With neither the 90LE757’s design or smart features impressing much, there’s a lot of pressure on its pictures to deliver. And thankfully that’s exactly what they do.
The good feelings start with the panel’s black level response. As we’d hoped, the use of a direct LED lighting system rather than an edge one leads to a killer combination of good black level depth and excellent light uniformity, with no sign of the sort of light pools or clouding you tend to get with edge LED technology on large screens.
These two facts immediately help dark scenes feel natural and immersive – especially as dark parts of the picture post calibration manage to retain good levels of shadow detail, avoiding the common hollow look caused by the way LCD technology has to take brightness out of dark scenes to deliver a convincing black level.
As noted in the setup section, we tended to leave the backlight set quite low when watching films in dark rooms to secure the best black levels. But then we’d expect to have to do the same with the majority of other LCD TVs too.
Crucially, though, reducing the backlight to boost black levels doesn’t stop the image from still looking punchy and dynamic, or bright scenes looking suitably radiant and eye-catching. This suggests that the native contrast performance of Sharp’s monster panel is really quite good.
While using a local dimming system might have improved the 90LE757’s black levels and dynamism, it’s also quite nice not to see any of the problems associated with local dimming – specifically haloing around bright objects. Such a flaw would have been very noticeable on a screen this large.
After only a little calibration we managed to get a nice colour performance out of the 90LE757 too. We did feel the limitation of the set’s 8-bit colour processing at times – most notably in a slightly ‘patchy’ look to some skin tones. But after removing a slight orange bias colours looked natural and engaging.
They’re surprisingly vibrant, too.

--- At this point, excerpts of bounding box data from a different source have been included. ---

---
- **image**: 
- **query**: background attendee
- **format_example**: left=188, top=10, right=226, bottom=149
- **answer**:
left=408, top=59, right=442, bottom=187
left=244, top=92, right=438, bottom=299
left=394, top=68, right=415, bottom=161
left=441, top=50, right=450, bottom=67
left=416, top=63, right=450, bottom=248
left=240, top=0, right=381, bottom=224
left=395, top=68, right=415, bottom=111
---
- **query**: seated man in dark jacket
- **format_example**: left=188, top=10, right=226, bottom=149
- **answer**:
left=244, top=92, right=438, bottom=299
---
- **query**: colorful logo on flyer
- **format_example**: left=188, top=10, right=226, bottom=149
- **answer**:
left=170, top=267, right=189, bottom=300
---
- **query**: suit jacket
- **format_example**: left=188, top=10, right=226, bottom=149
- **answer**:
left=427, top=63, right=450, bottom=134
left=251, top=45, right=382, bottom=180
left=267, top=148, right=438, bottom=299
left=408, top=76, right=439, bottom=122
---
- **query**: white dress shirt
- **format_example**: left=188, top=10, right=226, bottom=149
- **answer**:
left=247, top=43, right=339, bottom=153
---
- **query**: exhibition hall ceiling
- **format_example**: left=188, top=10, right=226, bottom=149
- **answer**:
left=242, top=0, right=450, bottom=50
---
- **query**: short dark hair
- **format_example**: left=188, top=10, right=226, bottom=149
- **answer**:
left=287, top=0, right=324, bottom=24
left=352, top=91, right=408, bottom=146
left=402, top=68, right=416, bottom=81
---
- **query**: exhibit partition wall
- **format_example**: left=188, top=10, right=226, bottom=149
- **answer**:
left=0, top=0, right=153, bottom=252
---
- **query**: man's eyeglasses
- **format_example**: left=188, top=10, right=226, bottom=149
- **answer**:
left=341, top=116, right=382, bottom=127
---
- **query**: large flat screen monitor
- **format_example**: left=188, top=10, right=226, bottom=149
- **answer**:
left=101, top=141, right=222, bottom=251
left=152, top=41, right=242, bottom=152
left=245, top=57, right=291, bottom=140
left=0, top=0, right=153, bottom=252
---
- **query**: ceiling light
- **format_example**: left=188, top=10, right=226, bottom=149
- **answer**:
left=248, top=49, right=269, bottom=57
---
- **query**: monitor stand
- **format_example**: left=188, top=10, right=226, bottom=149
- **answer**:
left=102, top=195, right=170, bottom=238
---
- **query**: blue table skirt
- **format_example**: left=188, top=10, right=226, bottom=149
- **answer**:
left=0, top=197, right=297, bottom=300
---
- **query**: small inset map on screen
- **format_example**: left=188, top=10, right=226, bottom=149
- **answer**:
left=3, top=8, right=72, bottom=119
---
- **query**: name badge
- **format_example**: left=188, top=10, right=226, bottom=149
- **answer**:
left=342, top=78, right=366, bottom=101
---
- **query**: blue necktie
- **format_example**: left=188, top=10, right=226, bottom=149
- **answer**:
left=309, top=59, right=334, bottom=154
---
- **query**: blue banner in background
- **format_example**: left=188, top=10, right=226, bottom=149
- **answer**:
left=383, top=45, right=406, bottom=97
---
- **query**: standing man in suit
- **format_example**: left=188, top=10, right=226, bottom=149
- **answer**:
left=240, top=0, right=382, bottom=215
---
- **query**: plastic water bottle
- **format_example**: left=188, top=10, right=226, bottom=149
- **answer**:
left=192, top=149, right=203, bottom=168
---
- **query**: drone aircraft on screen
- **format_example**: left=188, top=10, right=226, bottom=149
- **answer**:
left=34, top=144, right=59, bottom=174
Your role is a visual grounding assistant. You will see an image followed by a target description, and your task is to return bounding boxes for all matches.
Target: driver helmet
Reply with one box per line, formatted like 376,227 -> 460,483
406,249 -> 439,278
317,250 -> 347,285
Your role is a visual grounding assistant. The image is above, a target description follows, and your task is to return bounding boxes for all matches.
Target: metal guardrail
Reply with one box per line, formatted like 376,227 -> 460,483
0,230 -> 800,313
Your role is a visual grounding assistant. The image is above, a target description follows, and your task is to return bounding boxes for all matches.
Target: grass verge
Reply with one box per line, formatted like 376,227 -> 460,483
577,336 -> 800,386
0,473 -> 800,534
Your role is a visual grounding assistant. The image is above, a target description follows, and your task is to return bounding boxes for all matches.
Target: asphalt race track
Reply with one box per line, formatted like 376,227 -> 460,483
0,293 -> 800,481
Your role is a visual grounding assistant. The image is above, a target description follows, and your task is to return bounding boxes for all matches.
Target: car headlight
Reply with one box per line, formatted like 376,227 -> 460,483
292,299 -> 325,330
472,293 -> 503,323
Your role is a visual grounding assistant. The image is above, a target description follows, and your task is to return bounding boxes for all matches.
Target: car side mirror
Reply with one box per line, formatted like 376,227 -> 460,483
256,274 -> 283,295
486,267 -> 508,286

Experience with some other super-sized TVs has shown brightness becoming quite severely compromised in the quest for enormity, especially given the current strict regulations on power consumption. But the 90LE757’s brightness is pretty potent, helping it make a very persuasive argument as to why a 90-inch TV is a better bet for your average household than a projector. After all, with the TV you don’t have to be watching in a perpetually dark room to enjoy a dynamic picture.
After a little work we also felt satisfied with the sharpness of the 90LE757’s HD images. The ‘work’ involved, specifically, was marginally reducing the default sharpness value so that images don’t look too noisy; making sure all DNR processing was completely turned off (as this can cause excessive smearing); and reducing the contrast setting.
We also tended to turn off the Motion Enhancement feature, as this could cause a little blurring at times as the processing struggles to keep up during camera pans. There’s also some haloing around fast moving objects with the motion processing on - an artefact that’s extra noticeable on a 90-inch screen.
With this in mind, it’s just as well that the screen’s native response time isn’t bad, enabling motion to look reasonably clean and crisp without the motion processing in play. Sure, there is some loss of resolution during fast motion, and a little judder too. But neither issue is excessive, and so they’re preferable to the processing artefacts the motion processing causes.
Other little negatives beyond those already mentioned are that black levels can become a little inconsistent if you’re watching from a wide angle and that 90in does seem pretty much the outside distance that HD can be stretched on a TV. Essentially the frailties in anything less than strong HD sources can become uncomfortably visible when shown on such an epic scale, and the lack of pixel density and sharpness versus the images you see on 4K/UHD screens is palpable.
Though as noted in the introduction to this report, this latter point is arguably moot given the hefty price gap between the 90LE757 and big 4K screens.
We also occasionally spotted a little purple haloing around some objects when panning a video game landscape, but this doesn’t show up often enough to be a deal breaker.
We’ve been talking about HD pictures so far, and not surprisingly we weren’t exactly expecting much from the 90LE757’s standard definition pictures considering how far they’re being stretched. But you know, they’re really not that bad. Sharp’s upscaling proves surprisingly sound, adding enough detail to stop pictures looking excessively soft while also doing a good job of suppressing/removing source noise like MPEG blocking and mosquito fizzing.
Clearly anyone buying a 90-inch TV would be insane not to feed it as much good HD content as possible, but if occasionally standard def just can’t be avoided, then at least it’s not as nightmarish a sight as might have been expected.
Finally we really should make a point about the sheer impact of seeing good pictures on a 90-inch TV. Essentially it tips the balance from simply watching TV into the world of genuine home cinema. Spectacular.